Excellent article in the Ecologist by Sam Moisha…
An Extract Below. Full Article can be read here
A new deep coal mine deep under the sea? Next to Sellafield? Really?
The potential for earth tremors and quakes resulting from mining is well known. The potential for man-made tremors at the Sellafield site is too awful to contemplate.
The first deep coal mine in Britain for 30 years is being proposed in a planning application due to be heard in Kendal on 7 March 2018. Woodhouse Colliery is proposed for Whitehaven, which is a former mining community with a lot of identity and even nostalgia caught up in the industry. It is also an area with a desperate shortage of jobs.

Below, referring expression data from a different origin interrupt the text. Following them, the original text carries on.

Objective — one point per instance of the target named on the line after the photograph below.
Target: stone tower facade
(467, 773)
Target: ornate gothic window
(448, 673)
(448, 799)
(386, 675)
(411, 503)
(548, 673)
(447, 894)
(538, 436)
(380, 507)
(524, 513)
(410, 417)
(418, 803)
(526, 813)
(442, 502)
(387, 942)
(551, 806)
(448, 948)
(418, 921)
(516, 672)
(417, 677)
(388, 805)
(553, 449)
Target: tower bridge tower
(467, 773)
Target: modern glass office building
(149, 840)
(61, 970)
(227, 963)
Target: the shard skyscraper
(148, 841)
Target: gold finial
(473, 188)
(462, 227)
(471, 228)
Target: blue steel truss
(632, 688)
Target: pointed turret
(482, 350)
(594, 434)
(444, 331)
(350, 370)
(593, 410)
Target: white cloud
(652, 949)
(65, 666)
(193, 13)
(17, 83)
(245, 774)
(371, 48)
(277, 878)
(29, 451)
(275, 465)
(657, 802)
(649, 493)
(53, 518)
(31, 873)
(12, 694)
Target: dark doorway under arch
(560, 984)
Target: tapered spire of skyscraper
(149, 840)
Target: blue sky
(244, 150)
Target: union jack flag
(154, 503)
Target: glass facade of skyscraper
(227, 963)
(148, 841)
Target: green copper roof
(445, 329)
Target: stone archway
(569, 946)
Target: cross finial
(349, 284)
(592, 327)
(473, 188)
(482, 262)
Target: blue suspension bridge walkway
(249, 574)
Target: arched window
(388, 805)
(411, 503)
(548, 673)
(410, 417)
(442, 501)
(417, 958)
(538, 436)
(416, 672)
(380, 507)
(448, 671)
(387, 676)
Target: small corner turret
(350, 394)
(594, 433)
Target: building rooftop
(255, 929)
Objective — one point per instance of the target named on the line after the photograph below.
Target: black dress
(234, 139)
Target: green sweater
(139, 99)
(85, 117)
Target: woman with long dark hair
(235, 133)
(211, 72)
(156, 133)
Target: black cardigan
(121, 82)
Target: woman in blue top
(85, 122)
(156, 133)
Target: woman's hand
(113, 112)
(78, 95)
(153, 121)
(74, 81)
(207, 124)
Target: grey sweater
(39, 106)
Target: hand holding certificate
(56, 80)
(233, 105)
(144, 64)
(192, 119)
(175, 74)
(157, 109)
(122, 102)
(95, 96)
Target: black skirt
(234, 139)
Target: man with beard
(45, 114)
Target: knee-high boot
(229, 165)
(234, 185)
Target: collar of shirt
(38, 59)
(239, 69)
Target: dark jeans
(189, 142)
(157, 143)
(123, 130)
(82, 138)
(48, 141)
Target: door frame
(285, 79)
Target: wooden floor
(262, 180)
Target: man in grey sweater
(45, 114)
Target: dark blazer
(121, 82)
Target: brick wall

Mark Kirkbride and West Cumbria Mining [WCM] have applied for consent to build a ‘state of the art’ mine extending under the Irish Sea to extract coking coal for export to the steel industry. The coal would be taken by train to Redcar for shipping.
Disused anhydrite mine drift tunnels would be reopened to access the coal and the surface buildings would be on a disused ex industrial site known as the Chemical Factory. The old Marchon Chemical works produced products from Anhydrite. These included detergents and sulphuric acid.
WCM put the output of coal at 3.2 million tonnes per annum. The coal is planned mostly for export to the steel making industry in Europe where the resulting carbon emissions will run directly counter to the Paris agreement on climate change.
The digging up and burning of such quantities of fossil fuel is clearly completely out of kilter with both UK and international policy.
Cumbria has seen it’s share of extreme climate events in recent years, in particular the severe flooding of Storm Desmond. Allowing Woodhouse Colliery to go ahead would be ensuring that Cumbrian coal plays a part in increased floods, droughts, mudslides, crop failures, famine and wildfires at an international level.
The claim by WCM that they are reducing emissions by transporting the coal by train instead of road is so irrelevant as to be laughable.
WCM has widely publicised that the mine would bring 518 new jobs to Cumbria including 50 apprenticeships. Local people have been invited to ‘pre-register’ for employment prospects. It is completely understandable that some local residents support the proposed mine. Though indeed, many do not. Jobs are in very short supply in West Cumbria.
There is in Whitehaven a statue of coal miners. The inscription at the miners’ feet says “End of an Era”. In 2018 with an urgent need to cut carbon, with the UK as signatory to the Paris Agreement and bound by the national framework of the Climate Change Act committing to an 80 percent reduction in emissions by 2050 – this plan must be a total non-starter.
It seems a cruel and ironic hoax on the people of West Cumbria who have been ruthlessly sold the nuclear golden goose to hold out this carrot of a return to coal mining.
And it gets worse…the undersea mine would be in an area of heavily faulted geology within 5 miles of Sellafield. Sellafield is the most dangerous place in Europe, storing radioactive spent fuel rods in crumbling pools of water.